A late‍-​twenties women would wouldn’t even be looking in my direction until the sidestep, before turning up her head and looking right at me (a sensory power? another precog?); the tough‍-​looking probably‍-​cape nazi guy with the cool hat from earlier; and a girl in her late teens in the corner of the room, beside a door.

I my awareness gets all the way back to me just stepping into the lobby, I will glance at my watch (13:13:09) then glance at each of the suspects. The guy doesn’t notice me, just idly watching buses come and go. The woman is sitting a distance away on the right side of the room, looking down, perhaps on a phone or reading. The girl is watching, even now. I step back to the present, where I’m stepping into the lounge, barely seconds behind my focus. I will have not have looked up in the future, meaning I can’t look up now without losing the my place later in time (I have only one awareness, after all). This is already after my cool trick, so I have nothing to lose. I glance up – still watching me. Very suspicious.

I step forward ten seconds, having already navigated to a seat and just about to sit down.

I make a quick decision – I don’t expect complications today. I’ll still regret this.

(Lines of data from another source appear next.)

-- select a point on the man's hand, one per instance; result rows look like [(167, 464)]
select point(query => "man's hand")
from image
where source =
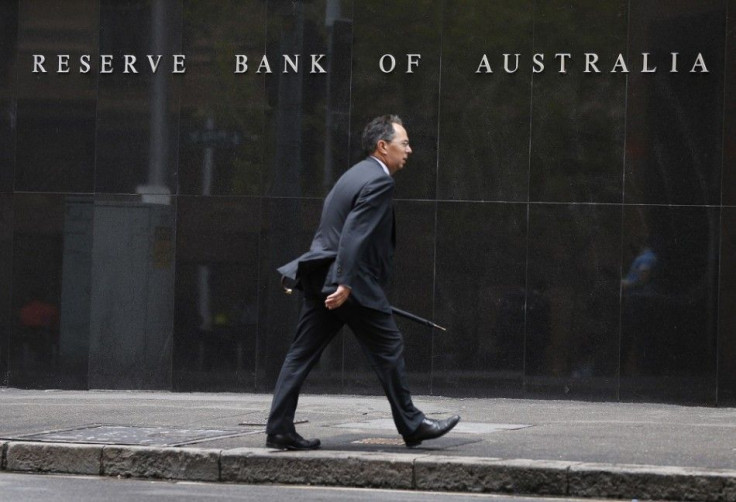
[(337, 298)]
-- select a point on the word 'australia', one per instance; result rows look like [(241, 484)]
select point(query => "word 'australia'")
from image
[(592, 64), (290, 63)]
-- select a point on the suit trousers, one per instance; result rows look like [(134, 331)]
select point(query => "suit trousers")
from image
[(378, 336)]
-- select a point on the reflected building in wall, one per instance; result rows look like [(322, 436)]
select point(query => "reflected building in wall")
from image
[(573, 230)]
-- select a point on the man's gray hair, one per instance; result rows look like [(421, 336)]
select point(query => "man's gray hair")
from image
[(380, 128)]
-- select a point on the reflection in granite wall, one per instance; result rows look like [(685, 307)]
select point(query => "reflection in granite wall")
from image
[(55, 147), (8, 50), (567, 212), (727, 291), (6, 278), (216, 319)]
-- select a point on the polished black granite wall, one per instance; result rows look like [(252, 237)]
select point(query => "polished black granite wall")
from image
[(575, 232)]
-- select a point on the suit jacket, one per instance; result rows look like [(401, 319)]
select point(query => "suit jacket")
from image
[(356, 237)]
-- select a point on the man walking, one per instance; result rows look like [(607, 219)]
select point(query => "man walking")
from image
[(343, 277)]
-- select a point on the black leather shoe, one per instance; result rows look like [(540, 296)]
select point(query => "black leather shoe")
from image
[(292, 441), (430, 429)]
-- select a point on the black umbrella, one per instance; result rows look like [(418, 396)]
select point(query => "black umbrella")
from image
[(398, 312), (416, 318)]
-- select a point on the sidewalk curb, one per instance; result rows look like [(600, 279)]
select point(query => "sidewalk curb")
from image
[(408, 471)]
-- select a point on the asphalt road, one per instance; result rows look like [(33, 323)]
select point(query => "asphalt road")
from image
[(51, 488)]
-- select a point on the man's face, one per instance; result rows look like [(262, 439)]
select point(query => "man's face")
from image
[(396, 151)]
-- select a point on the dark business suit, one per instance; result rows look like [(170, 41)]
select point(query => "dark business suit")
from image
[(353, 246)]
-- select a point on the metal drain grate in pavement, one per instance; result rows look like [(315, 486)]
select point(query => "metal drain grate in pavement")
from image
[(381, 441), (128, 435)]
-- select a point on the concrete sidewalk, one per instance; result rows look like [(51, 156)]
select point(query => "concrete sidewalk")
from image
[(565, 448)]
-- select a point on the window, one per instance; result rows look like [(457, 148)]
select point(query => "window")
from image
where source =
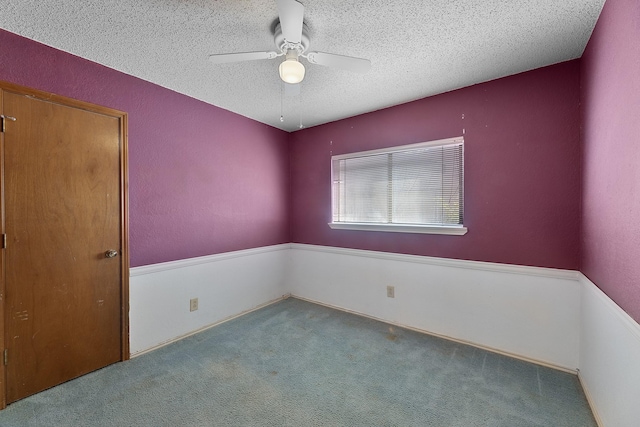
[(414, 188)]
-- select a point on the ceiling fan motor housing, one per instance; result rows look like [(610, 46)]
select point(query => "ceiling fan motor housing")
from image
[(284, 46)]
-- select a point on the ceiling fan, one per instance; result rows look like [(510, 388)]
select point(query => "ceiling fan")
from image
[(292, 41)]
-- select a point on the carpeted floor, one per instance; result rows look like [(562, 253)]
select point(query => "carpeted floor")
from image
[(299, 364)]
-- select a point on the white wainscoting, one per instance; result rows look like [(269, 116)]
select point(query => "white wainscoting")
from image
[(609, 359), (527, 312), (554, 317), (226, 285)]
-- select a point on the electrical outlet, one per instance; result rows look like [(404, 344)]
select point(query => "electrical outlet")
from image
[(391, 291)]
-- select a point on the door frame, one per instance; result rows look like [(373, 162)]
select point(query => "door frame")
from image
[(124, 216)]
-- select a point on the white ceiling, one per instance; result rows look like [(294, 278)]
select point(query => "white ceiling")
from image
[(417, 48)]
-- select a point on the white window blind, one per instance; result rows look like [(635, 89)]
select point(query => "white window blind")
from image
[(419, 184)]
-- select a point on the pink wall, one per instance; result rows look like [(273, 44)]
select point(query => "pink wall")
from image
[(522, 174), (190, 190), (610, 71)]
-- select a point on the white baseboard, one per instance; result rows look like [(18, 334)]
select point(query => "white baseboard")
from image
[(527, 312), (422, 331), (609, 359), (225, 285)]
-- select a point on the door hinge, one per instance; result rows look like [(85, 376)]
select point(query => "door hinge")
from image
[(4, 119)]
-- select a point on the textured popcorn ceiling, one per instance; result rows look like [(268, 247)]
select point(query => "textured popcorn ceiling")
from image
[(417, 48)]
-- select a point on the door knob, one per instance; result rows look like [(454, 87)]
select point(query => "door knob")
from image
[(110, 253)]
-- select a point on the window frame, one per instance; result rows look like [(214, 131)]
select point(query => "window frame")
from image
[(446, 229)]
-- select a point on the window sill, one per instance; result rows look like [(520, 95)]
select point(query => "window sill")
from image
[(452, 230)]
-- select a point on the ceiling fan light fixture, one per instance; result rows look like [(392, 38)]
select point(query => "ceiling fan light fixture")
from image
[(291, 70)]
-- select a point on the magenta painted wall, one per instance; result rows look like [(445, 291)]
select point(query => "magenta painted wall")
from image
[(611, 155), (202, 180), (522, 172)]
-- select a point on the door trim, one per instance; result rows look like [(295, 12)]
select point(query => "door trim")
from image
[(124, 215)]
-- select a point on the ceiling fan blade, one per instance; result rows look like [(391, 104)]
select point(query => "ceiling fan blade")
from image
[(291, 90), (350, 63), (291, 18), (225, 58)]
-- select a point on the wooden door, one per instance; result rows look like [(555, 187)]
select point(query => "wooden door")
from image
[(64, 211)]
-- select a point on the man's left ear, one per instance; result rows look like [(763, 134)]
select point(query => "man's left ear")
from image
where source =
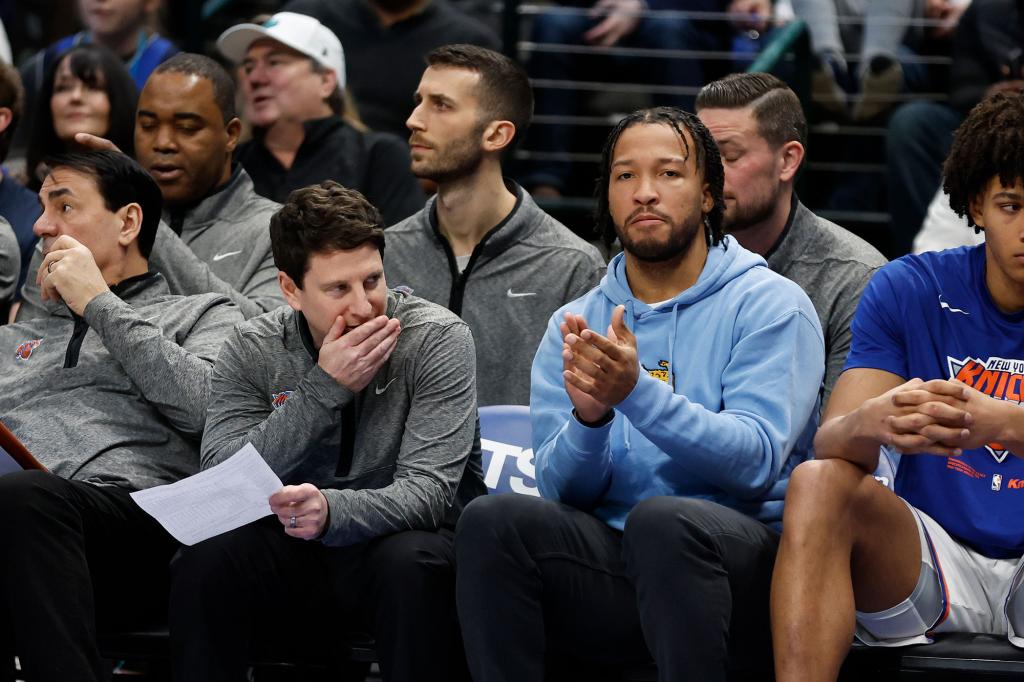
[(498, 135), (792, 156), (131, 223)]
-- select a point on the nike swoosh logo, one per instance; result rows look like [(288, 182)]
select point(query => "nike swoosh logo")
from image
[(379, 390), (946, 306)]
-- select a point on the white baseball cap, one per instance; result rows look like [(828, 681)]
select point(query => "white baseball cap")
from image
[(301, 33)]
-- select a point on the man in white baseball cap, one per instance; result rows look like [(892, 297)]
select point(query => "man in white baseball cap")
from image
[(293, 76)]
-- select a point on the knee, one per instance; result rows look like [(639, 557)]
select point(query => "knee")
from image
[(413, 559), (824, 488), (25, 496), (498, 518), (658, 523)]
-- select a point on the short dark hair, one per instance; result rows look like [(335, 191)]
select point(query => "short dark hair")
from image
[(121, 181), (190, 64), (989, 143), (322, 218), (505, 93), (12, 97), (775, 108), (98, 68), (709, 163)]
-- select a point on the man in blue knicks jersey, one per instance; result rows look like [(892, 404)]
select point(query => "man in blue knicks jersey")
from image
[(935, 372)]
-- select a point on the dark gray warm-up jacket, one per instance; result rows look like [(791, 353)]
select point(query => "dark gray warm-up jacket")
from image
[(523, 269), (224, 248), (402, 454), (120, 395)]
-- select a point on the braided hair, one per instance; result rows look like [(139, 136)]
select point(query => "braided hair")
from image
[(709, 164), (989, 143)]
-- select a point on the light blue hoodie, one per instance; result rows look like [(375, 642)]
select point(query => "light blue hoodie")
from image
[(740, 357)]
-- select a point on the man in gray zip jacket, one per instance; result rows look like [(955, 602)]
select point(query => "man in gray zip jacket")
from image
[(482, 248), (214, 236), (109, 391), (363, 400), (760, 128)]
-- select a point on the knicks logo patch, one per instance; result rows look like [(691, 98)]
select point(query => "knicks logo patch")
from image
[(662, 374), (25, 350), (999, 377)]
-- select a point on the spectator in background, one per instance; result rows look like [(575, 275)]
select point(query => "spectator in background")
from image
[(214, 235), (109, 391), (877, 39), (386, 42), (17, 205), (609, 24), (87, 90), (987, 58), (293, 75), (482, 248), (759, 125), (124, 27), (10, 265)]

It takes a moment of focus but I mentally flip my gaze, wrenching it from being a vague awareness of the future to a vague awareness of the past. Where my forward gaze was looking at the nebulous cloud of future paths I could take, my backward gaze was a solid wall of experience. I still laugh, just a bit, at that. My power gives me perfect recollection, just as a side‍-​effect.

I trace my way back along that wall, each moment frozen in time. I go back a minute, to before I crushed the cup, and do mentally pull myself out of the undertow, it works on the third try, and I feel the dull warning of a Thinker headache building. but I look up, and I up and through the glass into the lobby, to where the girl is. She’s still watching me. Confirmation.

Notes 

Mike Salas, a.k.a “Counterfactual” 

Malone Becker, a.k.a. “Freezerburn” 

Diana Arellano 

Assorted Thinkers 

Afterthoughts 

There was a another chapter or two of this scrawled in my middle school composition books, undoubtedly lost to time.

This story was going to take place in “Clockwork City”, a made up techno‍-​city conceived by an urban design tinker.

A major plotpoint was a thinker‍-​heavy conspiracy organization operating in Clockwork, but I’ve forgotten so many titles, ten years on. “Whisperer” was a trump that viewed shards as animals, and had the ability to twist/augment cape’s powers. I believe Whisperer would have been key for powering up Counterfactual for the endgame.

(In this timeline, Taylor died in Leviathan, and the long‍-​term goal would have been to create an artificial entity to combat Zion, which Mike would have been able to direct with his power. Something like that.)